Nearly 150 years after its construction in 1873, the sanctuary in Bellpoint Community Church is finally receiving much-needed renovations.
Located at 4711 state Route 257 S. in Delaware, work on the church’s sanctuary began in August, and the final touches on the project are expected to be completed in the next week or two.
“It’s a complete renovation of the sanctuary part of the church, turned the whole thing around from front to back and back to front,” Larry Hopper, a member of the church’s Staff-Parish Relations Committee, told The Gazette. “It made it easier to access for people to get in and out of the church and made it more receptive to weddings and other activities. We just wanted a completely new and refreshing presentation to the community.”
During the renovations, Bellpoint Community Church has held its services in the church’s community room and anticipates moving back into its sanctuary in two weeks.
The renovations have been paid for entirely by donations from the church’s congregation, and with many volunteers helping with the renovations, the church was able to reduce some of the costs. Hopper estimated the total cost of the work is around $50,000.
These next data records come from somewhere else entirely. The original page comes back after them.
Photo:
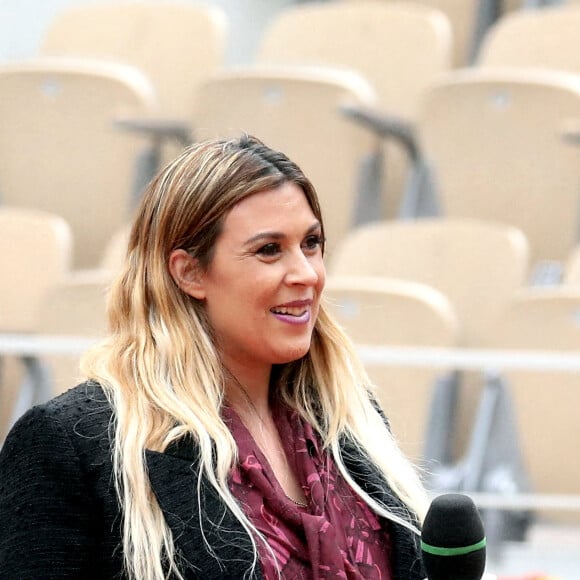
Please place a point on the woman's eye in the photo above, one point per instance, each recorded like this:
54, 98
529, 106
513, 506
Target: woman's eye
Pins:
271, 249
313, 242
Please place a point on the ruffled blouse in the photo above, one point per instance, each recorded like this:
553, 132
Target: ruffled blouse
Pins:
335, 536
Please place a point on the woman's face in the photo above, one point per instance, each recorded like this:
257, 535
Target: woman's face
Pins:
262, 288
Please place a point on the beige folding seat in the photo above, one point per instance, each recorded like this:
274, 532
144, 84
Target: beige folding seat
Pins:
545, 402
74, 309
389, 312
464, 18
175, 44
477, 265
572, 268
115, 250
298, 112
35, 254
400, 48
542, 38
495, 141
60, 151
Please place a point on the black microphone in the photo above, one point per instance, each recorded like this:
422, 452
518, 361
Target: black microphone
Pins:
453, 539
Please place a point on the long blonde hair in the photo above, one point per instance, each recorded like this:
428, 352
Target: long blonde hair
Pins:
162, 374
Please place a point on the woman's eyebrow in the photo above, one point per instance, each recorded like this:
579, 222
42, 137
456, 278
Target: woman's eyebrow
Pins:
278, 235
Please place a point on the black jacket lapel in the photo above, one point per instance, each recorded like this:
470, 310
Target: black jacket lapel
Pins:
173, 477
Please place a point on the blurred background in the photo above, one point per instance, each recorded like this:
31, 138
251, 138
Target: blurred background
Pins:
443, 137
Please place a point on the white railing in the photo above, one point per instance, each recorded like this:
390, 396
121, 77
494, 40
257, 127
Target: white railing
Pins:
35, 346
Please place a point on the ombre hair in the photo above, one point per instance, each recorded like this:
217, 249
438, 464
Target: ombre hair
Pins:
162, 374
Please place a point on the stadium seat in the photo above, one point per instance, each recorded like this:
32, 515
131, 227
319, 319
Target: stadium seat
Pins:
400, 48
496, 143
60, 151
298, 112
388, 312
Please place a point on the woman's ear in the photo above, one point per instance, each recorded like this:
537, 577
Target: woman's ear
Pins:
187, 273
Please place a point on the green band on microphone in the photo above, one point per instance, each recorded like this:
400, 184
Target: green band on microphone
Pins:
437, 551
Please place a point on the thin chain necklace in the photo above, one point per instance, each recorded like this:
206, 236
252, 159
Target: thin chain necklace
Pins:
254, 410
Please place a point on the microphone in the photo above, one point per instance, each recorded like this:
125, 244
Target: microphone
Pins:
453, 539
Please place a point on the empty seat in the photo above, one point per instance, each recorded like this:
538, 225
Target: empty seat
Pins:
465, 18
546, 402
388, 312
495, 142
572, 268
477, 265
298, 112
35, 254
75, 307
399, 48
543, 38
175, 44
60, 151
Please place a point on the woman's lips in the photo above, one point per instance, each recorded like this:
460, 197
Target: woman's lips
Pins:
297, 312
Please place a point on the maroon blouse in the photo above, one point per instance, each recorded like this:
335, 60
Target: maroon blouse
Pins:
336, 536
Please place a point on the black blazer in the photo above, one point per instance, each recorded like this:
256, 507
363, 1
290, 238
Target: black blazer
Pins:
60, 517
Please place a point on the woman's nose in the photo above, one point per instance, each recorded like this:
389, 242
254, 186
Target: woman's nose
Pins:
302, 270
“It’s long overdue,” Hopper said of the renovations. “(The sanctuary) has been that way, basically, since the church was built. We did some painting and some things like that before, but this, we just flipped the whole thing around to make it more appealing for people and more useful for activities.”
Hopper said the church was never really set up well for weddings because there were split rows leading to the front of the sanctuary. Now, there is a single row that will be more appealing to brides looking for a venue.
“We’ve had issues in the past where people have looked at it and, either they’ve had to really make adjustments to what their wedding plans were, or just move on to someplace else,” he said.
While the project is aimed at modernizing the sanctuary, there were some elements the church was sure to preserve, including the stained glass windows. Hopper said the wood trim around the windows was painted, and the lighting was improved to highlight the windows.
“We hope it entices people to come to church,” Hopper went on to say. “We have a welcoming atmosphere, something that when you walk in, you feel comfortable. And now it feels more open and inviting than it used to be. Before, it was kind of dark in there, so you kind of feel bunched in. So we want people to realize that we’re not stuck in the dark ages.”